At least for me, it’s far easier to remember np.inf than that I need to call float with a string.
Also, NumPy defines some additional aliases for infinity:
np.Inf
np.inf
np.infty
np.Infinity
np.PINF
It also defines an alias for negative infinity:
np.NINF
Similarly for nan:
np.nan
np.NaN
np.NAN
- Constants are constants
This point is based on CPython and could be completely different in another Python implementation.
A float CPython instance requires 24 Bytes:
>>> import sys
>>> sys.getsizeof(np.inf)
24
If you can re-use the same instance you might save a lot of memory compared to creating lots of new instances. Of course, this point is mute if you create your own inf constant but if you don’t then:
a = [np.inf for _ in range(1000000)]
b = [float('inf') for _ in range(1000000)]
b would use 24 * 1000000 Bytes (~23 MB) more memory than a.
-
Accessing a constant is faster than creating the variable.

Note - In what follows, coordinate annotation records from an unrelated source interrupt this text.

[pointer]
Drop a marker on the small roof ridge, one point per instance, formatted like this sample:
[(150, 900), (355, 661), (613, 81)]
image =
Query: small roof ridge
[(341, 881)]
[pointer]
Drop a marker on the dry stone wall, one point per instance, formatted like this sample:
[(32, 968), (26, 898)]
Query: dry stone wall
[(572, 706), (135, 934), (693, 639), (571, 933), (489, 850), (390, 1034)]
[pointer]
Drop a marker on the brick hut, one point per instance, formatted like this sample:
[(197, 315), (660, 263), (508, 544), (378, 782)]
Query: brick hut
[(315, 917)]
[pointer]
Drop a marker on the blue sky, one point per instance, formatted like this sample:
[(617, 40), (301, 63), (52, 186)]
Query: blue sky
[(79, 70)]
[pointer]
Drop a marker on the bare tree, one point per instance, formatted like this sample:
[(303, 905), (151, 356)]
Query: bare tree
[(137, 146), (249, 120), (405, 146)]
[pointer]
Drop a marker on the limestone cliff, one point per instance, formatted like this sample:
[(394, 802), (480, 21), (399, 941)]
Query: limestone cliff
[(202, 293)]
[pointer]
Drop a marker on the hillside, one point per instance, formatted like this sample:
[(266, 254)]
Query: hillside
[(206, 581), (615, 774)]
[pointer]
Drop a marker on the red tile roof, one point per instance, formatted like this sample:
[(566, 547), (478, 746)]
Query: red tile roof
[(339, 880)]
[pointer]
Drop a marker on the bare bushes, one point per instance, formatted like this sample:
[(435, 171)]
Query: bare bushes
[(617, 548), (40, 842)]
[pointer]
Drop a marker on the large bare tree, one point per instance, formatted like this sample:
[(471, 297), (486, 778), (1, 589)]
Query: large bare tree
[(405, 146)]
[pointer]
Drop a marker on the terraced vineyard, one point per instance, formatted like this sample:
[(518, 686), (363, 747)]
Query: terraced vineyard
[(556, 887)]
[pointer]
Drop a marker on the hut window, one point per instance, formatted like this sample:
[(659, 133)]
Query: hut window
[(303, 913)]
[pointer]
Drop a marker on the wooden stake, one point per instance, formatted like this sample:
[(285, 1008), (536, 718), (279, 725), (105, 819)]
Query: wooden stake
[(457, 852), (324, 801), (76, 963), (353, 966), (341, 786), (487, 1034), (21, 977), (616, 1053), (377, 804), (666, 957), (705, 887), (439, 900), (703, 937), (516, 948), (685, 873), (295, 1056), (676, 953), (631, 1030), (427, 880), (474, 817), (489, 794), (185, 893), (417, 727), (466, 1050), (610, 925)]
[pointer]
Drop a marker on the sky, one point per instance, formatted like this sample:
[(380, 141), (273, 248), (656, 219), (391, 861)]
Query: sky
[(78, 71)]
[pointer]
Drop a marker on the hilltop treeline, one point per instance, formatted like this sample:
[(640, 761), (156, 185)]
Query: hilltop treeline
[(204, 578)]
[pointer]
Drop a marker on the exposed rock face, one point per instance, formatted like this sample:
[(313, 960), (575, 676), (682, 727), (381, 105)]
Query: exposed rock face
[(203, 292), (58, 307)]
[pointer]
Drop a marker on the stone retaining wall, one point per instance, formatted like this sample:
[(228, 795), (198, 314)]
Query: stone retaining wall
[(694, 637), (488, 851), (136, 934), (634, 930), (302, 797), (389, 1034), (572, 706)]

%timeit np.inf 37.9 ns ± 0.692 ns per loop (mean ± std. dev. of 7 runs, 10000000 loops each) %timeit float('inf') 232 ns ± 13.9 ns per loop (mean ± std. dev. of 7 runs, 1000000 loops each) %timeit [np.inf for _ in range(10000)] 552 µs ± 15.4 µs per loop (mean ± std. dev. of 7 runs, 1000 loops each) %timeit [float('inf') for _ in range(10000)] 2.59 ms ± 78.7 µs per loop (mean ± std. dev. of 7 runs, 100 loops each)
Of course, you can create your own constant to counter that point. But why bother if NumPy already did that for you.